Rajaa Alsanea's book in undoubtedly gripping, a page-turner that is made even more interesting by the narration style. The stories on the four protagonists are told by an anonymous narrator via weekly emails sent out to an email list every Friday. Although the stories itself keep you interested, the unique narration style gives readers a feeling of being 'let into' the secret lifestyles of the Saudi Arabian elite and probably that is the reason why the book gained an enormous amount of attention and controversy when it was first published in Arabic language in 2005 (Dar Al-Saqi, Beirut), earning itself a ban in Saudi Arabia. Two weeks after the release of 'Girls of Riyadh' in Arabic, the book became a #1 bestseller. The book did circulate in Saudi Arabia thanks to the black market there, but Alsanea soon obtained the permission for legal distribution of the book there.  The controversy and the popularity continued when the English version was released in 2007. Alsanea, at 26, had gained global fame via her debut novel. The international bestseller drew critical notice, thousands of emails—and death threats—for its candid portrayal of women struggling with Islamic traditions and the realities of modern life.

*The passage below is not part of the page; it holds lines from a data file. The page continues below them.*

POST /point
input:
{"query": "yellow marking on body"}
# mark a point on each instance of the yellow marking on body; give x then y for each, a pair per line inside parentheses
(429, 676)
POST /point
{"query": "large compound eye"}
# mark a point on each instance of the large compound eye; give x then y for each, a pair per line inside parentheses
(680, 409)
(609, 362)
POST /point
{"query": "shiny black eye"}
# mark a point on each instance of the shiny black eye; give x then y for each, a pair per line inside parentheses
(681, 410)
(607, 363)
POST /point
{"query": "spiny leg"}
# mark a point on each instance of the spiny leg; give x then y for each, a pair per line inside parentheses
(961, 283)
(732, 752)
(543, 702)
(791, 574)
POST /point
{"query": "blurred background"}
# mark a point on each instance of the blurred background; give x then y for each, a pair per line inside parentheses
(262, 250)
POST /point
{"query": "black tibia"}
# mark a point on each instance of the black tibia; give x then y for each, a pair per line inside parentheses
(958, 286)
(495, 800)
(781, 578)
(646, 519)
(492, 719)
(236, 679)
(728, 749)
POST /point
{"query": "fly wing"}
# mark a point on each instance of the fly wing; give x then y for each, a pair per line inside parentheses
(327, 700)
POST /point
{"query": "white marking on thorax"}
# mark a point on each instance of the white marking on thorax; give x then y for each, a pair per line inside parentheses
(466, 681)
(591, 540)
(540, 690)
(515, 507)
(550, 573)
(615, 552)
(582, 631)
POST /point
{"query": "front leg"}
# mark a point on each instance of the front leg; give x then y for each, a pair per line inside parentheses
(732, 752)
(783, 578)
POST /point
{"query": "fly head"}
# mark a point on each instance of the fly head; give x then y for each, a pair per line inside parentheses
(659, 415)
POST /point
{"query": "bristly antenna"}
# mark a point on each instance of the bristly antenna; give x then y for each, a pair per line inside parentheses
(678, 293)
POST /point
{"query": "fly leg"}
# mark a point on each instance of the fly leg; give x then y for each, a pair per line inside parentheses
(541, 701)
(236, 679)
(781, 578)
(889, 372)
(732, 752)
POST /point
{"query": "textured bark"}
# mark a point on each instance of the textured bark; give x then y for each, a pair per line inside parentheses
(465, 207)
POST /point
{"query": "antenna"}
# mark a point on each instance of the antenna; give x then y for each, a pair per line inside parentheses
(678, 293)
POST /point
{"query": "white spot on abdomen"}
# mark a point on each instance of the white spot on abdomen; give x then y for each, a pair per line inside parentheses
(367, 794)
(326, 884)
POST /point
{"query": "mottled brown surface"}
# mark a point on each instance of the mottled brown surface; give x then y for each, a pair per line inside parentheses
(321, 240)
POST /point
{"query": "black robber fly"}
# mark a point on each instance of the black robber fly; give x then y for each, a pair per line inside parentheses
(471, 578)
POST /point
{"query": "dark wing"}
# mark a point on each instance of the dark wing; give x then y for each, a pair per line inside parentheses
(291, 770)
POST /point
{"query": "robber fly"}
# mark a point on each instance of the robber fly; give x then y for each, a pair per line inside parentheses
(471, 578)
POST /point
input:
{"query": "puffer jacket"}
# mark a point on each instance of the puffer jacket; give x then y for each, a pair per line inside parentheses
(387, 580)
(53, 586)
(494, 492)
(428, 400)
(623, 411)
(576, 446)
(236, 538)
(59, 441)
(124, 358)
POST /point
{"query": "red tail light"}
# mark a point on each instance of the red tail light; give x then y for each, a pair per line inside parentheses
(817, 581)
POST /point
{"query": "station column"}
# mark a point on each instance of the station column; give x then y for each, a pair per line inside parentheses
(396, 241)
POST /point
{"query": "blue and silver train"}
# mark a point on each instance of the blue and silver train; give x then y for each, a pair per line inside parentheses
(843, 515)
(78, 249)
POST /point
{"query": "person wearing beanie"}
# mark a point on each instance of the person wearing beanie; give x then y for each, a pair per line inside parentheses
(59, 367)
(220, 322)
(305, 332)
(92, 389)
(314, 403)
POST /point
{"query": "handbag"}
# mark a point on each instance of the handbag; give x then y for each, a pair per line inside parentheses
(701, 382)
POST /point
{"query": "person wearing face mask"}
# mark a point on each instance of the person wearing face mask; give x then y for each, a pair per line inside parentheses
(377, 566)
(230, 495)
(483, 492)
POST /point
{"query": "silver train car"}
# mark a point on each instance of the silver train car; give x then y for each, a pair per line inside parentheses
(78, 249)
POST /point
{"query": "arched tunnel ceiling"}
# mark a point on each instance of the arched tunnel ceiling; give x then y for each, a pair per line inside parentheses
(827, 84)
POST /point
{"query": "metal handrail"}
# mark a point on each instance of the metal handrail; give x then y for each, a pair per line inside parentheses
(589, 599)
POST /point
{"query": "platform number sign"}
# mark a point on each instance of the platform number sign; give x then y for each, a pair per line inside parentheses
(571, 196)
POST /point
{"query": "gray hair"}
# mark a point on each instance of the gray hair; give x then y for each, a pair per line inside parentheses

According to an article in Forbes, Andrew Hammond, author of Popular Culture in the Arab World, believes the novel is largely responsible for a “genuine independent flowering” in Saudi literature. “It has led to a sudden jump in the country’s literary output, and half of the novelists are women.” The book is now in its seventh edition. This one is a must-read!

Today, Alsanea is an endodontist and researcher in the stem cell therapy program at King Faisal Specialist Hospital and Research Center in Riyadh, Saudi Arabia. Al-Sanea grew up in Riyadh, Saudi Arabia, the daughter of a family of doctors. She received her bachelor's degree in Dentistry from King Saud University in 2005. She obtained a Masters degree in Dentistry from University of Illinois in 2008 and was awarded the Alumni Achievement Award from the same in 2013.  Alsanea’s honors include being named among the Power 500 Arab figures in the world in 2012; 2008 Woman of the Year (Al Arabiya news channel); and 2007 Cultural Figure of the Year and 2006 Intellectual Figure of the Year in the Arab world by Elaph, the top Arabic online newspaper.